Charmant, wie die Handwerkstruppe dann auf der Bühne in konkurrierender Castingsituation vor noch geschlossenem Vorhang mit gespielter Unbeholfenheit und dem lustigen Geplänkel zur Ausgestaltung von Wand und Mond die später im Zentrum des Abends stehende Frage nach dem Einfluss der Kunst auf Rollenbilder im Volkstheatermodus vorwegnimmt.

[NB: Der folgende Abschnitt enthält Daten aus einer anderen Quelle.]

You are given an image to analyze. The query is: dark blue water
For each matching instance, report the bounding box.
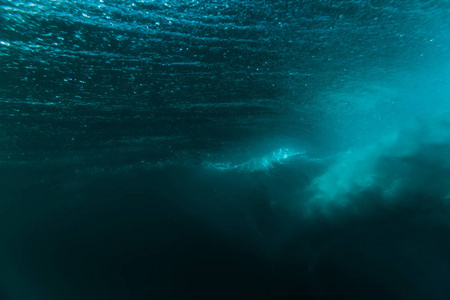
[0,0,450,300]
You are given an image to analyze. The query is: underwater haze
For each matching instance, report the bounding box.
[0,0,450,300]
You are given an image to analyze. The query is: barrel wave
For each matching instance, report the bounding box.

Väter gegen Töchter gegen Väter

Als der Vorhang sich hebt, weiß Katarzyna Borkowskas Bühne zu beeindrucken. Die im Hintergrund wie in freiem Fall eingefrorenen schwarzen Felsblockreihen geben diesem Theben im dämmrig nebligen Licht den Anstrich einer fast schon jenseitigen Finsterwelt. Das Wechselspiel von Helenas devoter Liebesunterwerfung und Demetrius' grober Zurückweisung gibt eine harte Gangart für gesellschaftliche Praktiken im Stadtstaat vor. Auch das hinten im Kuss erstarrte "falsche" Paar Hermia und Lysander ist kein Lichtblick.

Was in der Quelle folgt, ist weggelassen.